Nick’s Christmas Special!

by pjmcbride

I heard a splintering crash, and looked out my front door to see Nick with a fully-decorated Christmas tree in his teeth, shaking it back and forth savagely.

“What are you doing?” I demanded. “And why?”

He dropped it, and stared at me with baleful green eyes. “Waging war on Christmas, obviously.”

“Where did you get that?”

“From my living room.”

“Does your owner know?”

“Obviously not. She’s at work. But She’ll be back soon. That’s why I flew over here.”

“You’ll be in trouble when She finds out.”

“I think not. She always runs out of switches by this time of year. Of course, Santa will bring more on Thursday. But I’ll burn that bridge when I come to it. Or I would, if you’d let me breathe fire.” He glared at me. “Why are you looking at me like that? Next you’ll be telling me Santa isn’t real.”

I decided not to tell him that the police department actually issues the annual supply of switches at the end of the year.

“I wish Santa would bring me lumps of coal instead. Those would be nice and crunchy.” His eyes narrowed. “I should go after Santa, too. But the North Pole is too far away to fly to. I’ll just have to wait..” He grabs hold of the Christmas tree trunk and clamps down, crunching the trunk as if it were, well, a chunk of coal.

“Would you mind telling me what this is all about?”

“Would I mind? Hmm, I’m not sure…”

“Just tell me.” (It always works better if I don’t give him options.)

He sat up. A strand of tinsel was dangling from his ear, making him look less solemn than he doubtless intended. “OK. She was at work, and I finally got tired of looking in the mirror, so I went to look at the TV–” {his owner leaves it on for him while she’s gone, so he’s less likely to get bored and shred the toilet paper, etc.} “–and there was this documentary on about how the Grinch stole Christmas.”

“I’m familiar with it, yes.”

“You are? Then why did you never warn me? You’re supposed to protect me!!” He was getting squeaky-voiced, as he does under stress.

“Well, I last saw it years ago, so you’ll have to tell me.”

He lays his ears back, causing the tinsel to slide off. “The dispatcher training budget leaves something to be desired.”

“As I said, you’ll have to tell me.”

“OK, OK. Now this Grinch had some good ideas. I’ll vote for him if he runs for office–unless Smaug decides to run, of course. But do you remember what they ended up doing in Whoville? What they had for Christmas dinner??” He was getting squeaky-voiced again. I knew better than to mention that beasts don’t have the right to vote.

“They had…”

“Roast beast!! A barbaric custom!! Don’t they know that we’re almost as smart as a human, and have feelings and stuff, and feel pain just like–”

“Shh, shh…” He was trembling violently. Against my better judgement, I reached out and gently ruffled his topknot–the fur was surprisingly fine and soft–and his eyes slowly closed.

“Let me think. I seem to remember someone else who tried roast beast–” he flinched at the very words–“and it didn’t work out well for them. Hmm..I remember! Have you ever heard of ‘Hotel California’?”

“Hm, I don’t think I’ve ever stayed there…Is it in flying distance?”

“No, but I thought you might have seen the documentary on YouTube.”

“No, She won’t let me watch YouTube without supervision.”

“Well, it said, ‘They stabbed it with their steely knives, but they could not kill the beast’! There! They couldn’t kill it! You have nothing to worry about!”

“That sounds good–but, but what about the steely knives?”

“No!
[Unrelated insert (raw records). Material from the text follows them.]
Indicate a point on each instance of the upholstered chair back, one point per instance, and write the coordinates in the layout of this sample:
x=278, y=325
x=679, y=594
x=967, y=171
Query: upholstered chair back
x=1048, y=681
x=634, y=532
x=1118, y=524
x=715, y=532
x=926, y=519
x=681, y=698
You’re covered with scales! The knives would slide right off!”

“That’s true! Except…I had those loose scales last year at this time–” He curved his long neck around to look at his belly, down near–well, near the area that makes it obvious that this particular beast is a male. “No, it looks like they reattached those nice and snug.” He beams. “This is the best Christmas ever! You improved my morale!”
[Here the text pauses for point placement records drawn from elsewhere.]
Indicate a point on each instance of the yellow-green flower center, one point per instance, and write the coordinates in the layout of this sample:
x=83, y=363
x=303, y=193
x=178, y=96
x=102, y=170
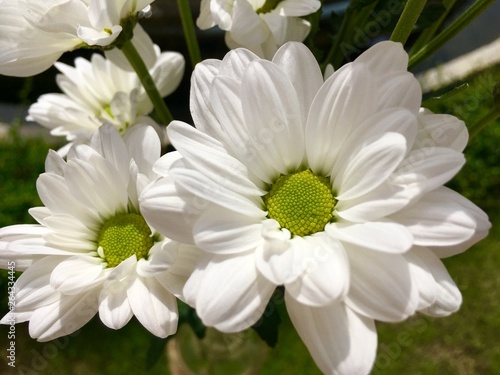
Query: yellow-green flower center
x=301, y=202
x=268, y=6
x=123, y=236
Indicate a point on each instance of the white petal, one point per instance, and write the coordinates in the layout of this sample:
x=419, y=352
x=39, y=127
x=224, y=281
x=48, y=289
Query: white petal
x=144, y=147
x=114, y=309
x=381, y=285
x=297, y=8
x=108, y=142
x=226, y=103
x=166, y=207
x=200, y=101
x=63, y=317
x=295, y=59
x=210, y=158
x=384, y=57
x=326, y=276
x=246, y=27
x=33, y=286
x=227, y=291
x=446, y=296
x=175, y=278
x=278, y=258
x=221, y=231
x=441, y=130
x=425, y=169
x=153, y=306
x=370, y=166
x=339, y=340
x=272, y=115
x=378, y=235
x=77, y=274
x=400, y=89
x=394, y=120
x=438, y=219
x=56, y=196
x=204, y=188
x=334, y=111
x=483, y=225
x=380, y=202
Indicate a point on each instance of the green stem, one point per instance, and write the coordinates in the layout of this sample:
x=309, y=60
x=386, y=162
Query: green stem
x=470, y=14
x=407, y=20
x=338, y=38
x=147, y=81
x=189, y=31
x=427, y=35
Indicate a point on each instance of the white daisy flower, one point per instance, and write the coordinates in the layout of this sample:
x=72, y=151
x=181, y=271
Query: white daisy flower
x=98, y=91
x=333, y=189
x=259, y=25
x=35, y=33
x=93, y=251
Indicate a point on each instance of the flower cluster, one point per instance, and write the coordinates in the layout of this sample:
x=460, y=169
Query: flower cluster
x=326, y=183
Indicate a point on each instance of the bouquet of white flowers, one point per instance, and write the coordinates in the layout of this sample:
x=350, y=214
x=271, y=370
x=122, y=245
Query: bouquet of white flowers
x=310, y=169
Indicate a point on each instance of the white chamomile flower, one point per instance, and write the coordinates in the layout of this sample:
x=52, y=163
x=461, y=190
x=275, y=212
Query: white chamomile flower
x=93, y=251
x=332, y=189
x=35, y=33
x=98, y=91
x=261, y=26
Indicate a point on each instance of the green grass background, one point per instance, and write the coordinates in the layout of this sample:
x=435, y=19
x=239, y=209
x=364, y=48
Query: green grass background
x=464, y=343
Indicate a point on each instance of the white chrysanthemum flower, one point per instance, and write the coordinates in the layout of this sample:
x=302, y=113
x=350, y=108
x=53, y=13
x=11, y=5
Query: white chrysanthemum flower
x=333, y=189
x=35, y=33
x=93, y=251
x=262, y=26
x=98, y=91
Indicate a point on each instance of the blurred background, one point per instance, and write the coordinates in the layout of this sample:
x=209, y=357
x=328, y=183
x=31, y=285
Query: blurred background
x=465, y=343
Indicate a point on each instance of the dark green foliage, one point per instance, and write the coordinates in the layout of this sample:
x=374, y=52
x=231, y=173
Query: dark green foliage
x=21, y=162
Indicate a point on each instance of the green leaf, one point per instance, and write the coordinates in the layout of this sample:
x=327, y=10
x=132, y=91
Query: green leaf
x=268, y=325
x=156, y=351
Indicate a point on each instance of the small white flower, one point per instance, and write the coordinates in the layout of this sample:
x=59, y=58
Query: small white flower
x=98, y=91
x=262, y=26
x=93, y=251
x=333, y=189
x=35, y=33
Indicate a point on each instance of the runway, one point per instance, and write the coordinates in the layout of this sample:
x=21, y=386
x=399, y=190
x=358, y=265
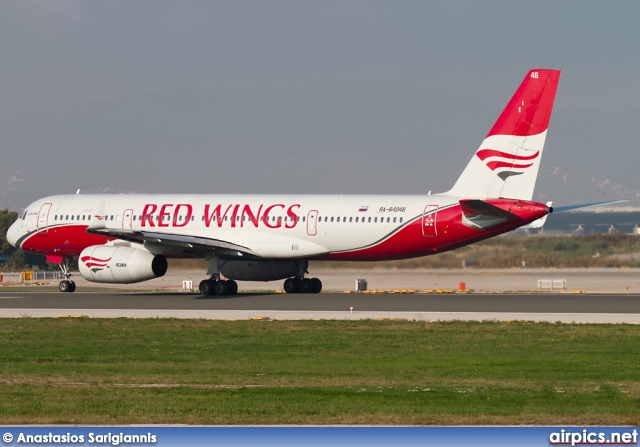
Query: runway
x=550, y=307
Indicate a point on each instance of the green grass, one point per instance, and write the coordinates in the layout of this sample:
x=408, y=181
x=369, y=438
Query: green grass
x=124, y=371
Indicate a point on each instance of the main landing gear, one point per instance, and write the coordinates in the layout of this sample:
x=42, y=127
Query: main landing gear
x=214, y=286
x=66, y=285
x=302, y=285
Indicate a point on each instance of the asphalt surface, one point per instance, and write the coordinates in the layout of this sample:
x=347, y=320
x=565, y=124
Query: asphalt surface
x=566, y=307
x=472, y=302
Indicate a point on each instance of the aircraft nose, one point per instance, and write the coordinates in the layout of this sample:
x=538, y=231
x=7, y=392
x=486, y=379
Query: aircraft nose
x=13, y=234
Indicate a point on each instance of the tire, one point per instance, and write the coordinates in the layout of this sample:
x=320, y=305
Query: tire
x=64, y=286
x=316, y=285
x=233, y=286
x=305, y=285
x=220, y=288
x=206, y=287
x=291, y=285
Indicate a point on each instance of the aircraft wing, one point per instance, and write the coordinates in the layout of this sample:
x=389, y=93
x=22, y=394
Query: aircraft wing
x=174, y=241
x=259, y=246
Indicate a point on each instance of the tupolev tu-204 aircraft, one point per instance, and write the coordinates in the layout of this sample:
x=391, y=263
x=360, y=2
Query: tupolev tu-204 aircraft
x=128, y=238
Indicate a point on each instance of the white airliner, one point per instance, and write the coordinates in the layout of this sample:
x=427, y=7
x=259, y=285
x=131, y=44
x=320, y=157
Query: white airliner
x=128, y=238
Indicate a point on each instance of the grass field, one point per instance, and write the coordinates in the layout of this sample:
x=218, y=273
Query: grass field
x=124, y=371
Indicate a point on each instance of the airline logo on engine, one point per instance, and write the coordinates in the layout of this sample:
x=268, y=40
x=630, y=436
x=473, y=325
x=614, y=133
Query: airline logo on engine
x=507, y=164
x=95, y=264
x=235, y=215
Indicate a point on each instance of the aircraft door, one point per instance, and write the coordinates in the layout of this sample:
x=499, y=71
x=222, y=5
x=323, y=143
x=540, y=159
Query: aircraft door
x=126, y=219
x=429, y=221
x=43, y=219
x=312, y=223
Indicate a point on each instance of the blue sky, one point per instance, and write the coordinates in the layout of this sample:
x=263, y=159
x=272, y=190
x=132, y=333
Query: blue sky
x=306, y=96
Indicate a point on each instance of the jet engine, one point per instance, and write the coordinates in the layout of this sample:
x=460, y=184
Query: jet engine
x=121, y=265
x=268, y=270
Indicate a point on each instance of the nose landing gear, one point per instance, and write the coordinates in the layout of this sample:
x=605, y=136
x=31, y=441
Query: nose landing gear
x=302, y=285
x=66, y=285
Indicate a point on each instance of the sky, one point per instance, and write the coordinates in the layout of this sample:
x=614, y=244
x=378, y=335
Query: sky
x=336, y=97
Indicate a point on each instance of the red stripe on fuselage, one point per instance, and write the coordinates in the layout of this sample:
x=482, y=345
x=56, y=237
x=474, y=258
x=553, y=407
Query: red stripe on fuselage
x=63, y=240
x=409, y=242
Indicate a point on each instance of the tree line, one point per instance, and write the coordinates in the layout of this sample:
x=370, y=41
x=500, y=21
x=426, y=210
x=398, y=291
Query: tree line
x=11, y=258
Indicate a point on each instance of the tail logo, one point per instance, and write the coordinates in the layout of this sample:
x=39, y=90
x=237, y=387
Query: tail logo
x=95, y=264
x=506, y=163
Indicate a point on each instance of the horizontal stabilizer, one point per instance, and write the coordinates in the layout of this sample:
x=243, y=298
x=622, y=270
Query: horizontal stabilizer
x=482, y=215
x=561, y=209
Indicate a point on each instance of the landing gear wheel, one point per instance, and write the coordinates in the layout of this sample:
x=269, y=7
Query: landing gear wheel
x=305, y=285
x=221, y=288
x=316, y=285
x=65, y=286
x=233, y=286
x=292, y=285
x=206, y=287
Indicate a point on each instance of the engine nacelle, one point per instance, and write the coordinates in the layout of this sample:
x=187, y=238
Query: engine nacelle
x=121, y=265
x=261, y=270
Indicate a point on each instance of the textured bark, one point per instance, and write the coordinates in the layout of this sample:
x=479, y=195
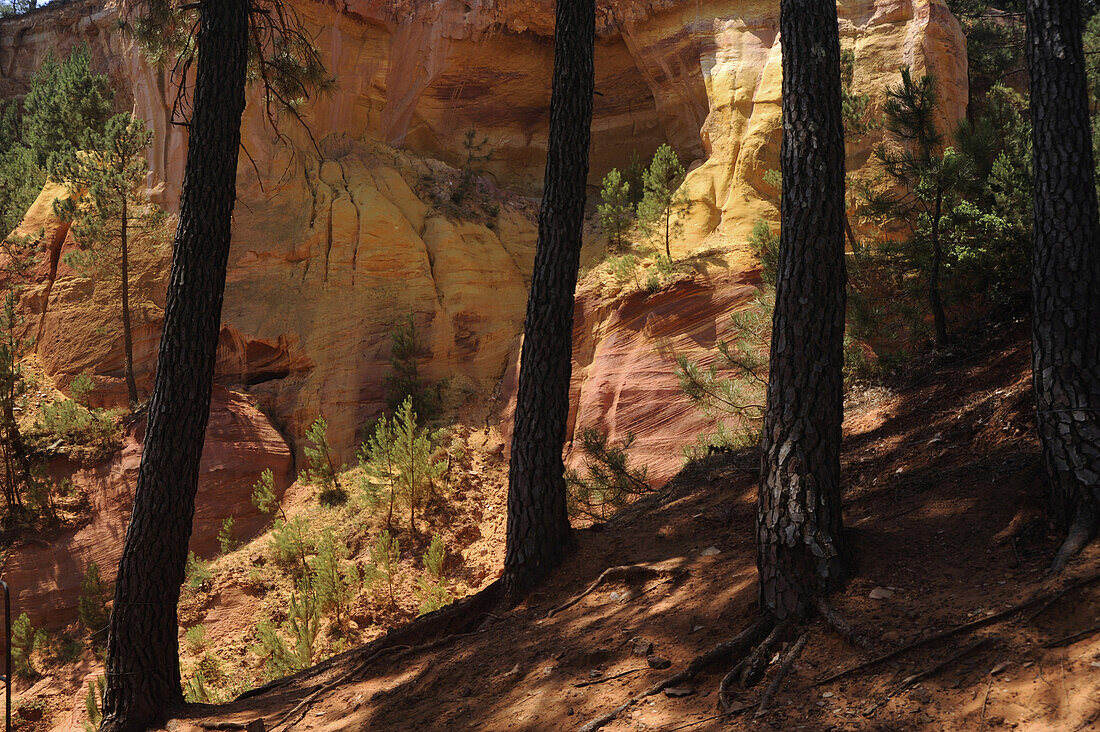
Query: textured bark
x=800, y=547
x=538, y=524
x=142, y=655
x=1066, y=275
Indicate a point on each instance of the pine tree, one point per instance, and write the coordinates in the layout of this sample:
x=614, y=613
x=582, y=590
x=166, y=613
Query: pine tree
x=21, y=178
x=65, y=107
x=385, y=555
x=538, y=531
x=1066, y=276
x=616, y=211
x=924, y=183
x=111, y=210
x=801, y=554
x=413, y=457
x=432, y=590
x=230, y=35
x=322, y=469
x=663, y=201
x=336, y=580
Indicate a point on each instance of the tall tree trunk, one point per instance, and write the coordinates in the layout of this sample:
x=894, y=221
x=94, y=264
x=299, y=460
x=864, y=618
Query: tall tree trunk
x=142, y=654
x=538, y=524
x=938, y=318
x=800, y=544
x=1066, y=275
x=128, y=341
“Excellent. Now fly away home. She’ll be home from work soon.”

“OK. Oh–do you have a Christmas tree I could borrow? Mine is, you know…”
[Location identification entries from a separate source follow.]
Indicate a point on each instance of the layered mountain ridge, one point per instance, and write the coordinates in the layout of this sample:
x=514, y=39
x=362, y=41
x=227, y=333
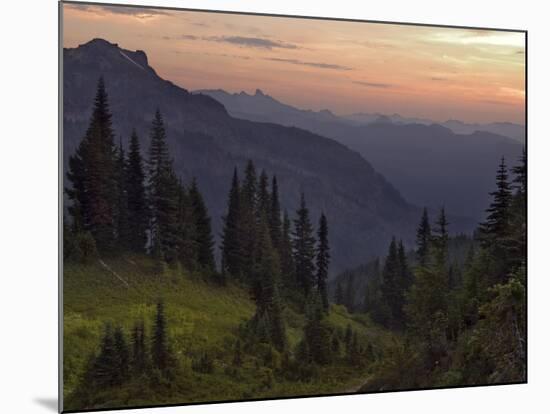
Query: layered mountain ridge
x=364, y=210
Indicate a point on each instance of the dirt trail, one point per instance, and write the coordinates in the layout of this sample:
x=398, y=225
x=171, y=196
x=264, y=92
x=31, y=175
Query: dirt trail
x=106, y=266
x=357, y=388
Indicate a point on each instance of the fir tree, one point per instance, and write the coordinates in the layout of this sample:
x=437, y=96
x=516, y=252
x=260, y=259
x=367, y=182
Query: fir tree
x=104, y=367
x=138, y=217
x=286, y=254
x=496, y=226
x=339, y=294
x=423, y=238
x=92, y=173
x=304, y=248
x=405, y=276
x=317, y=332
x=265, y=290
x=440, y=239
x=516, y=245
x=187, y=250
x=349, y=294
x=140, y=354
x=323, y=260
x=248, y=218
x=232, y=229
x=263, y=202
x=121, y=217
x=237, y=356
x=203, y=230
x=122, y=356
x=163, y=193
x=390, y=287
x=275, y=225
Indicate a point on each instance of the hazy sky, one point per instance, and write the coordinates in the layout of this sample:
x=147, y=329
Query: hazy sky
x=436, y=73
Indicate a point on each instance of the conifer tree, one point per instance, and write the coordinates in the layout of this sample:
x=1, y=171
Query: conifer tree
x=275, y=225
x=237, y=356
x=140, y=353
x=121, y=212
x=349, y=294
x=496, y=226
x=265, y=290
x=122, y=356
x=304, y=248
x=138, y=217
x=104, y=366
x=286, y=254
x=317, y=332
x=390, y=287
x=406, y=277
x=516, y=245
x=323, y=260
x=441, y=240
x=423, y=239
x=520, y=175
x=248, y=218
x=263, y=202
x=232, y=231
x=203, y=230
x=187, y=230
x=92, y=173
x=163, y=194
x=339, y=294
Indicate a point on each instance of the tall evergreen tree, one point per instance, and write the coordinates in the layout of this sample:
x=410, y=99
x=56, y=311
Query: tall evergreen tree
x=517, y=244
x=188, y=250
x=138, y=215
x=265, y=290
x=339, y=294
x=204, y=238
x=496, y=226
x=286, y=255
x=441, y=239
x=323, y=260
x=248, y=219
x=122, y=356
x=349, y=294
x=232, y=230
x=163, y=194
x=405, y=275
x=304, y=248
x=391, y=286
x=317, y=332
x=423, y=238
x=263, y=202
x=140, y=351
x=92, y=173
x=121, y=212
x=275, y=225
x=103, y=371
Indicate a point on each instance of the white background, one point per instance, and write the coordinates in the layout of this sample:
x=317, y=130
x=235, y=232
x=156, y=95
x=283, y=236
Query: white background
x=28, y=205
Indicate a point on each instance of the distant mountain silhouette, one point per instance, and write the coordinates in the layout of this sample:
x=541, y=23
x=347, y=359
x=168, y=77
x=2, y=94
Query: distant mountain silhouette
x=428, y=163
x=364, y=210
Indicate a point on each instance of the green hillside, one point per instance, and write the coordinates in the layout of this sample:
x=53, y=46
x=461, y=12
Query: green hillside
x=201, y=318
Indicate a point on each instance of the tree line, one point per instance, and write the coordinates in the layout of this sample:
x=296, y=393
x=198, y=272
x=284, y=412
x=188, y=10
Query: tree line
x=124, y=203
x=464, y=324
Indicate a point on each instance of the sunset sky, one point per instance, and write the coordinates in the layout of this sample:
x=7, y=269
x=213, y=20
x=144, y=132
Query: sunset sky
x=429, y=72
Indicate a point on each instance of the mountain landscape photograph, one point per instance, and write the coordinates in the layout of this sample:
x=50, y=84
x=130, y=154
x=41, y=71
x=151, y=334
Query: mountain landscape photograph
x=260, y=207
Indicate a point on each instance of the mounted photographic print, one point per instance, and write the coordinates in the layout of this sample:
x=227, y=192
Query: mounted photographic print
x=258, y=206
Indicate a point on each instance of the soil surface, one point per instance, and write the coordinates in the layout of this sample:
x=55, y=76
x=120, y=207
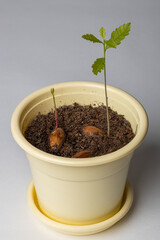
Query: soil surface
x=72, y=119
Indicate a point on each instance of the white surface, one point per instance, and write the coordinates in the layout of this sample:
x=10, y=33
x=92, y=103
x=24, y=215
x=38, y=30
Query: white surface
x=40, y=44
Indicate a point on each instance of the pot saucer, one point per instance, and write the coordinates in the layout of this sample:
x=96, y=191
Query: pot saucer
x=80, y=229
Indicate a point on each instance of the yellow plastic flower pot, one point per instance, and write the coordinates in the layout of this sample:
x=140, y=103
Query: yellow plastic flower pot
x=87, y=190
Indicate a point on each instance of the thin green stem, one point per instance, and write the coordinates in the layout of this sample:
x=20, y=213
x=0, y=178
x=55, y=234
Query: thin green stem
x=105, y=86
x=55, y=109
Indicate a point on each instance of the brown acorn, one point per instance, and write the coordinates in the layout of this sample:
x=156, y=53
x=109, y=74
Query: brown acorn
x=82, y=154
x=92, y=131
x=56, y=139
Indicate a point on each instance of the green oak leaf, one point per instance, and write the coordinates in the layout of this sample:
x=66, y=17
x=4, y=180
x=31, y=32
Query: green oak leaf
x=91, y=38
x=102, y=33
x=120, y=33
x=98, y=65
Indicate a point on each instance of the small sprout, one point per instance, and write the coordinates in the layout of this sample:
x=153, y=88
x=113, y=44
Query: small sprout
x=56, y=139
x=100, y=64
x=55, y=109
x=57, y=136
x=83, y=154
x=92, y=131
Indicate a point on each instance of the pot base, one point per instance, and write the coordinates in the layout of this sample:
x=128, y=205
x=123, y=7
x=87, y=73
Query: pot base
x=80, y=229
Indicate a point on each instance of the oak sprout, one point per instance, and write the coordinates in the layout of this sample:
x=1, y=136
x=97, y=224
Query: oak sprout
x=100, y=63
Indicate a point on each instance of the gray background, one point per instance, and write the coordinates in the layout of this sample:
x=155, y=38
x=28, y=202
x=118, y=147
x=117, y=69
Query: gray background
x=40, y=44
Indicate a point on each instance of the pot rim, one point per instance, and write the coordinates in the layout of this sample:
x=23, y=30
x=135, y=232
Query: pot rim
x=92, y=161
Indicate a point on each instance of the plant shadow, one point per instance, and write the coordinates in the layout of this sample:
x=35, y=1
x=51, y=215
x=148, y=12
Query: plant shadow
x=144, y=169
“Sorry, no. You’ll just have to take responsibility for your actions.”

“I’m so tired of hearing that. The next sentence is always something about actions having consequences. I don’t like consequences.”

“Well, I don’t know what to tell you there.”

“You’ll think of something.” He crouches down, springs into the air, and gracefully flies away. Leaving a shredded evergreen in my yard.